Infobright Bids to Anchor An Open Source DW Ecosystem
July 7, 2009 26 Comments
I recently sat down for a talk with Miriam Tuerk, CEO of Infobright – an open source, commodity hardware-based analytic database (ADBMS) vendor focused on the data warehousing market. Infobright is another of the leaders in the open source information management wave IT Market Strategy has been tracking. Founded in 2006, Infobright has assembled a remarkable team now committed to exploiting this economic model to reduce the startup costs of data warehousing. Like other open source players, MySQL-based Infobright has two versions: a Community Edition (ICE, whose community gathers at www.infobright.org) and an Enterprise Edition (IEE). This bifurcation allows it to distribute starter software broadly at minimal direct cost, then upsell; along the way, it gets to tap into the vibrant innovation provided by the user community that forms. As the product matures, such vendors fund the more hardened features large firms require by charging them for those added capabilities that they need. And now (July 7), Infobright has partnered with Jaspersoft for tighter integration with a report server and OLAP analysis.

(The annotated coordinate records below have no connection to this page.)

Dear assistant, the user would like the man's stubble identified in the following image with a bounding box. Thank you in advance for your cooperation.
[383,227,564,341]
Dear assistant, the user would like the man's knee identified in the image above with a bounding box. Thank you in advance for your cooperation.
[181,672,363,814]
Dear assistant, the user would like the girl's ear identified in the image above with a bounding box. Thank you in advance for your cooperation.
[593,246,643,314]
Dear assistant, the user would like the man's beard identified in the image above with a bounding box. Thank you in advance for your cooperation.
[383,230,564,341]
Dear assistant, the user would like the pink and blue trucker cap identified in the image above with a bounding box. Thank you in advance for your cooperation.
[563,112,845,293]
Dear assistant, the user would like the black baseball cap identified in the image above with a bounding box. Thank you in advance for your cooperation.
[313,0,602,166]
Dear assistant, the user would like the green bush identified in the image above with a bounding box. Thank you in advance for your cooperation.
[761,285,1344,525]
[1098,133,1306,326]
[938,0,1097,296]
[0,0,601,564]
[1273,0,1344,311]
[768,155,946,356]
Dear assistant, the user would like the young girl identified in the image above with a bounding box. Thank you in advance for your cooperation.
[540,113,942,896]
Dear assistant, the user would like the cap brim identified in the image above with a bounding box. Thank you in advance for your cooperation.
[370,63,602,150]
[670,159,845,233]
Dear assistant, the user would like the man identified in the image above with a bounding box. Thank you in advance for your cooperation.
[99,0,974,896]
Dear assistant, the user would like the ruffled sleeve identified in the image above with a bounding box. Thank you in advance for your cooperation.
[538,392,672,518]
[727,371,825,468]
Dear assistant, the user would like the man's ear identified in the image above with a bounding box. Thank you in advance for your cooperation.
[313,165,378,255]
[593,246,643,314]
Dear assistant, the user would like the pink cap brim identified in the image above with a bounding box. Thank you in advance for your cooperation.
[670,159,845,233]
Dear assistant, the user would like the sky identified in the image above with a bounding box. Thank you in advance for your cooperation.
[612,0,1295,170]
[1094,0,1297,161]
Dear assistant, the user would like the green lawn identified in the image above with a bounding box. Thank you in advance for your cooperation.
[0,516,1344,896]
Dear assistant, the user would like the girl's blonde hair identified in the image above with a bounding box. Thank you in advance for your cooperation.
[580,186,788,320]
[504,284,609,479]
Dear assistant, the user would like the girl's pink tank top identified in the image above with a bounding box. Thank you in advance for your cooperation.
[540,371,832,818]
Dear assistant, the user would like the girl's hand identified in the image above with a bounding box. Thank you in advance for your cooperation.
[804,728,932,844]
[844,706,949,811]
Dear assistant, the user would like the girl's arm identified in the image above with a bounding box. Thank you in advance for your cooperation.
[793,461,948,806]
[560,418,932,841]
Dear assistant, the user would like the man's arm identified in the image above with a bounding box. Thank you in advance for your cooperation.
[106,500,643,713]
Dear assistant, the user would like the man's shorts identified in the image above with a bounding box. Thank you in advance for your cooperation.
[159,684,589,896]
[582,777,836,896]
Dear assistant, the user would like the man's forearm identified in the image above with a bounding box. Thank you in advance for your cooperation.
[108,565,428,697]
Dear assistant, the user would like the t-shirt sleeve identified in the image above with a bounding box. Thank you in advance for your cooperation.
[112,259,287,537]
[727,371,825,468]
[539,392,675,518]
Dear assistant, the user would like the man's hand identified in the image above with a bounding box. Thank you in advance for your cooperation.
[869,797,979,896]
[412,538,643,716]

Infobright is privately held, with roughly 50 employees (in Canada, the US and Europe, where a development team in Poland does much of the heavy lifting. ) Investors including Sun and Flybridge Capital Partners injected a reported $10M into Infobright in 2008; the company doesn’t discuss revenue, but considers funding “adequate through the end of 2010.” I expect that they will seek additional funding rounds as their infrastructure buildout continues.
Infobright moved into general release under a GPL license in September 2008. With three product releases under their belt, ICE boasts nearly 10,000 downloads and the company claims that 2,000 of them are active community participants. There are now over 60 paying customers in 7 countries. The new “integrated virtual machine download” announced today includes: ICE; the JasperServer Community Edition for report creation, delivery and scheduling; and JasperAnalysis, an OLAP server.
Infobright has implemented a column-oriented data store, deployed atop MySQL, as columns divided into 65,536 row elements known as Data Packs, which are compressed as they are stored – 10:1 compression was an early claim but the company says they frequently do far better. Statistics about the data (things like min/max, cardinality, etc.) are stored in a “Knowledge Grid” – essentially an indexing scheme, not unlike what vendors such as Illuminate use, that permits retrieval to be limited only to the data needed to resolve the specific query in question. Query tests in customer use cases routinely deliver sizable improvements in query times, as we have seen with other players in the new analytic DBMS space.
Infobright loads data quite rapidly on commodity hardware, and asserts that load speed will remain constant despite raw data size as a result of the architecture. The MySQL loader can be replaced with the Infobright loader in IEE to ensure high speed loads at scale. Infobright makes familiar assertions about “load and go”; certainly, with no careful designing of models, partitions and indexes, time to usage is significantly reduced. “Hardware setup and configuration can be done in a day,” company marketing asserts. Infobright offers several different claims to scalability, including “to 50 Tb and more,” inherits management tools and partnerships from its MySQL heritage, and also thus benefits from MySQL’s ability to run on Linux, Solaris and Windows, and work with Ruby on Rails, PERL, Python, etc.
The firm’s new CTO Bob Zurek, who joined in Q2 2009, is an example of the seriousness Infobright brings to their commitment to enterprise-class offerings. Bob was most recently CTO and VP of Products at EnterpriseDB, after a distinguished career that includes stints at IBM , Ascential, Sybase and Powersoft. Partnerships are playing a key role, and Zurek’s industry experience will no doubt have a big impact in working cooperatively with other OSS vendors and commercial ones. The company recently announced an “open source project for End-to-End business intelligence” with Jaspersoft’s BI tools, ETL (Talend-based) and Infobright’s DW at the MySQL conference. Shortly thereafter, it unveiled a hardware and software system for the deployment of BI with Pentaho, based on the Sun Fire X4275 storage server or the Sun Storage 7310 unified storage system. And today’s announcement adds the Jasper report server and JasperServer OLAP piece for yet another configuration.
But announcements are not enough. True integration needs to be shown if the company wants to move into mainstream shops that don’t want to do all the work themselves, and the degree of pre-integration is not clear just yet. To date, Infobright has signed up some 30 partners, and making all of the technology deals represent meaningful deliverables will take focus, experience, and some legwork to commnicate successes. But the funding is there, the experience is in place, and Infobright joins the battle with some strong assets. Download ICE and check it out – it’s worth a look.